很多Advisor需要知道当前是哪个用户在调用，这个信息需要在调用时动态注入：

@Service
public class AIService {
    
    private final ChatClient chatClient;
    
    public AIService(ChatClient chatClient) {
        this.chatClient = chatClient;
    }
    
    public String chat(String userId, String businessUnit, String userInput) {
        return chatClient.prompt()
                .system("你是一个专业的AI助手")
                .user(userInput)
                // 动态注入上下文，Advisor里可以读取
                .advisors(a -> a
                        .param("userId", userId)
                        .param("businessUnit", businessUnit)
                        .param("requestId", MDC.get("requestId"))
                )
                .call()
                .content();
    }
}

装饰器模式：包装ChatModel本身

除了Advisor，有时候需要在更底层的位置拦截，比如我想统计每个模型的实际调用延迟（排除Advisor的处理时间）。
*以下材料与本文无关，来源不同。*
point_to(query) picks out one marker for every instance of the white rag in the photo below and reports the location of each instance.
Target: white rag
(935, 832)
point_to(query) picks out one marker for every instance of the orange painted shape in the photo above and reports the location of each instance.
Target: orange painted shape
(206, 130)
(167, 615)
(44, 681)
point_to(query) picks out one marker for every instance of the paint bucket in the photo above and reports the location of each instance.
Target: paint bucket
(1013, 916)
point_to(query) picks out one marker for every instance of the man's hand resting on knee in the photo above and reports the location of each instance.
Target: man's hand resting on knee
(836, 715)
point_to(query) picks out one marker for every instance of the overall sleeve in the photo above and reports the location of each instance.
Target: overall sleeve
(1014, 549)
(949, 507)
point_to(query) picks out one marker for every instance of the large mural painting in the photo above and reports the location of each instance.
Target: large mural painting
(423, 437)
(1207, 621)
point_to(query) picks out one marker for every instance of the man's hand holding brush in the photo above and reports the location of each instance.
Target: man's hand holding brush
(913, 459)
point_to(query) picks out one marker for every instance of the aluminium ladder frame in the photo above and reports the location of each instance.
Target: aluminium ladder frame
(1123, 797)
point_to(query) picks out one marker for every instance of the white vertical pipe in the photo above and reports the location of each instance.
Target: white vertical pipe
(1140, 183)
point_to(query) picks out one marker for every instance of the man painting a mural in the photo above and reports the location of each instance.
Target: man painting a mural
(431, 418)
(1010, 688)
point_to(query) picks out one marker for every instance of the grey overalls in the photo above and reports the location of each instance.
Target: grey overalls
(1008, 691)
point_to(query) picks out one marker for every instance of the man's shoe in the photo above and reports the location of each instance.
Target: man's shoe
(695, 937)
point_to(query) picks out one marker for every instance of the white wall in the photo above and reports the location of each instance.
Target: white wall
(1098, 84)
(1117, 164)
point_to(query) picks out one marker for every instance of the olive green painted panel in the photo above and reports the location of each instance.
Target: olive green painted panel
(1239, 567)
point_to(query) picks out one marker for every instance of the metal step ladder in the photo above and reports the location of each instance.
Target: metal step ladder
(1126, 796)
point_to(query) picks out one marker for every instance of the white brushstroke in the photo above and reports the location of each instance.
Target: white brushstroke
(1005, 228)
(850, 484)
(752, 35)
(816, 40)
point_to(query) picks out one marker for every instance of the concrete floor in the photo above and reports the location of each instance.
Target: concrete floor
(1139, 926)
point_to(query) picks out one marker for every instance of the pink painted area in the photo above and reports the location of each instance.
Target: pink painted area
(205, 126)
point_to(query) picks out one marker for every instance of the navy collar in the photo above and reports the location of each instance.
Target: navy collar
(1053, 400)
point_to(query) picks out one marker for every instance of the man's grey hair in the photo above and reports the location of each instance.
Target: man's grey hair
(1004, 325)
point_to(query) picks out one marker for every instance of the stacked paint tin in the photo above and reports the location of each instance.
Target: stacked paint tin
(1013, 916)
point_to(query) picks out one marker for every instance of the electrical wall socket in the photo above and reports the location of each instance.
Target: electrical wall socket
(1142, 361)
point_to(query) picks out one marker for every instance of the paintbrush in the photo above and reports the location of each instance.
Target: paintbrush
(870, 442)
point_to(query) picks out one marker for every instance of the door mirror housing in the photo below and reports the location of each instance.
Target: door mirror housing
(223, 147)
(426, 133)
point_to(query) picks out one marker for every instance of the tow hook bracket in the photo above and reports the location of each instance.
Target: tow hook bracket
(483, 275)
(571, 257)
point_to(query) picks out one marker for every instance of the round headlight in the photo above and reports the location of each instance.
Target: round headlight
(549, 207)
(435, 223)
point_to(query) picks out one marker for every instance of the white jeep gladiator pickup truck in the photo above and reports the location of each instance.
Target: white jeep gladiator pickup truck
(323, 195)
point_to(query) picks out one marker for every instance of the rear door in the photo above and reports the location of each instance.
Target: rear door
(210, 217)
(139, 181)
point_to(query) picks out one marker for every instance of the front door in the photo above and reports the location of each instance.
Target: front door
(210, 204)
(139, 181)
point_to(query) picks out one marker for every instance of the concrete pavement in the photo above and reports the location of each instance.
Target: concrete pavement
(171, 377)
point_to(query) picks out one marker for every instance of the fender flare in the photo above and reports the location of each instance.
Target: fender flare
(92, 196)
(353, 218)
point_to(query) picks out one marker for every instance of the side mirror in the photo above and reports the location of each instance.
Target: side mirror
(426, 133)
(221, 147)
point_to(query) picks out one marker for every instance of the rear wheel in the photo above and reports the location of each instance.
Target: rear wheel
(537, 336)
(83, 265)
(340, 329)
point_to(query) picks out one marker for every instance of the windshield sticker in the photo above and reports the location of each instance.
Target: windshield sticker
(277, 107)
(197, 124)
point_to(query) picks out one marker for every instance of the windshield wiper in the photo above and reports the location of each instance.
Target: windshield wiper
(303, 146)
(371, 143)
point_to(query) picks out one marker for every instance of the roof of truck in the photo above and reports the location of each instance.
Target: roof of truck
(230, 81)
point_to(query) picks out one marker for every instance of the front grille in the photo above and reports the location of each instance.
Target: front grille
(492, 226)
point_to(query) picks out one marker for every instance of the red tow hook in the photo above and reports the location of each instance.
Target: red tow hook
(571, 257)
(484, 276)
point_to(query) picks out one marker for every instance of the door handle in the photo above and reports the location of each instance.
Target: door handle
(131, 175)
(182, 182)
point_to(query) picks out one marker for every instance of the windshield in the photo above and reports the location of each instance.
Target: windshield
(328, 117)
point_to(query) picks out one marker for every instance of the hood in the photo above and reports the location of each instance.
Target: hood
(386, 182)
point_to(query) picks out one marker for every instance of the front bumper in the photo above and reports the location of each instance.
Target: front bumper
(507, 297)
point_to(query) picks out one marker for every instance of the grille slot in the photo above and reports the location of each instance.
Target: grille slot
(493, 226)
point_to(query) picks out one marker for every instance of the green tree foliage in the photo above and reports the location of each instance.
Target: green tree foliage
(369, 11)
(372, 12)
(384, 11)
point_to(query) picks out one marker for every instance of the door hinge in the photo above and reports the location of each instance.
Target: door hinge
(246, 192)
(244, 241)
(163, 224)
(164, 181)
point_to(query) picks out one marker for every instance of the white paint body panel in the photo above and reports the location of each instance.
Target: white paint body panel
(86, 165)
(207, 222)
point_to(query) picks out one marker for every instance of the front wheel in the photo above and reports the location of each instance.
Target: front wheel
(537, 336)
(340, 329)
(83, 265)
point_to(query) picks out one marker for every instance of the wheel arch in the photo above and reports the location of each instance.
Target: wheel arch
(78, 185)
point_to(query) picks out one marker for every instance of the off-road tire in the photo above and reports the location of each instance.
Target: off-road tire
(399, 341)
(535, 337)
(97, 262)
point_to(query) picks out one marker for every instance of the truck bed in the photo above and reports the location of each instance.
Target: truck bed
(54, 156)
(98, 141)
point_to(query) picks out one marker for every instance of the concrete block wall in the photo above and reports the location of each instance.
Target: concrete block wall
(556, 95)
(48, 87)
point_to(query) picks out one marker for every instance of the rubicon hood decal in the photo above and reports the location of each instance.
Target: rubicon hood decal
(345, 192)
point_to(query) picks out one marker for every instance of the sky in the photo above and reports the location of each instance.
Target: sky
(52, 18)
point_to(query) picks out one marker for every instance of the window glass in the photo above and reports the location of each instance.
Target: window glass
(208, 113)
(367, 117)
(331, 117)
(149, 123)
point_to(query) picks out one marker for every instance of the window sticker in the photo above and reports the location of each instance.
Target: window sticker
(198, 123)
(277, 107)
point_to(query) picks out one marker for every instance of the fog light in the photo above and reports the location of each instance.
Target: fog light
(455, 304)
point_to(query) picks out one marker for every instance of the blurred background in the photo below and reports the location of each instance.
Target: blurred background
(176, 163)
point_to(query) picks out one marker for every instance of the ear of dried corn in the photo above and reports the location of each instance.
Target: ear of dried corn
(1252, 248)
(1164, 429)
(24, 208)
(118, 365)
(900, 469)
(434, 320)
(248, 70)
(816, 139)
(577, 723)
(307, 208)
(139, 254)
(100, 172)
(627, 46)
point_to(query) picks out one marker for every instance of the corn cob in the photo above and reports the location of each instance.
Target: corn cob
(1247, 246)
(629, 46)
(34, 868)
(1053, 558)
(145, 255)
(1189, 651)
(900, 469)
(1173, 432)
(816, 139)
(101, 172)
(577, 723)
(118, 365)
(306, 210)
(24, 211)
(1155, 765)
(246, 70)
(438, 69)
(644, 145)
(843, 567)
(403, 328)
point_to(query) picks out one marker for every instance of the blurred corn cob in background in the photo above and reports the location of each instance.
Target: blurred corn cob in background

这时候可以用装饰器包装ChatModel：

public class MetricsChatModelDecorator implements ChatModel {
    
    private final ChatModel delegate;
    private final MeterRegistry meterRegistry;
    private final String modelName;
    
    public MetricsChatModelDecorator(ChatModel delegate, 
                                      MeterRegistry meterRegistry,
                                      String modelName) {
        this.delegate = delegate;
        this.meterRegistry = meterRegistry;
        this.modelName = modelName;
    }
    
    @Override
    public ChatResponse call(Prompt prompt) {
        Timer.Sample sample = Timer.start(meterRegistry);
        String status = "success";
        
        try {
            ChatResponse response = delegate.call(prompt);
            return response;
        } catch (Exception e) {
            status = "error";
            throw e;
        } finally {
            sample.stop(Timer.builder("ai.model.latency")
                    .tag("model", modelName)
                    .tag("status", status)
                    .register(meterRegistry));
        }
    }
    
    @Override
    public Flux<ChatResponse> stream(Prompt prompt) {
        long startTime = System.currentTimeMillis();
        
        return delegate.stream(prompt)
                .doOnComplete(() -> {
                    meterRegistry.counter("ai.model.stream.complete", 
                                         "model", modelName).increment();
                })
                .doOnError(e -> {
                    meterRegistry.counter("ai.model.stream.error",
                                         "model", modelName,
                                         "error", e.getClass().getSimpleName()).increment();
                });
    }
}

在AutoConfiguration里用装饰器包装：

@Bean
public ChatModel chatModel(OpenAiChatModel openAiChatModel, 
                            MeterRegistry meterRegistry) {
    return new MetricsChatModelDecorator(
            openAiChatModel, 
            meterRegistry, 
            "gpt-4"
    );
}

全链路追踪的完整效果

把上面这些组合起来后，一次AI调用的完整日志大概长这样：

[INFO] [AI请求] traceId=a3f2b1c4, model=gpt-4, messageCount=2, messages=[{"role":"system","content":"你是..."}, {"role":"user","content":"帮我分析这份报告..."}]
[INFO] [内容检查] traceId=a3f2b1c4, 请求内容安全
[DEBUG] [Token配额] traceId=a3f2b1c4, 用户user123剩余配额: 45000
[INFO] [AI响应] traceId=a3f2b1c4, 耗时=2341ms, promptTokens=450, completionTokens=823, content="根据报告内容..."
[INFO] [Token扣减] traceId=a3f2b1c4, 用户user123扣减1273 tokens，剩余: 43727

配合分布式追踪系统（比如Jaeger或Zipkin），这个traceId可以串联整个请求链路——从用户发起HTTP请求，到AI服务，再到底层模型调用，全程可追踪。

当线上出现问题的时候，这套体系的价值就体现出来了。之前那个同事的问题，如果有了这些日志，五分钟就能定位：是Prompt变了还是模型响应质量变了。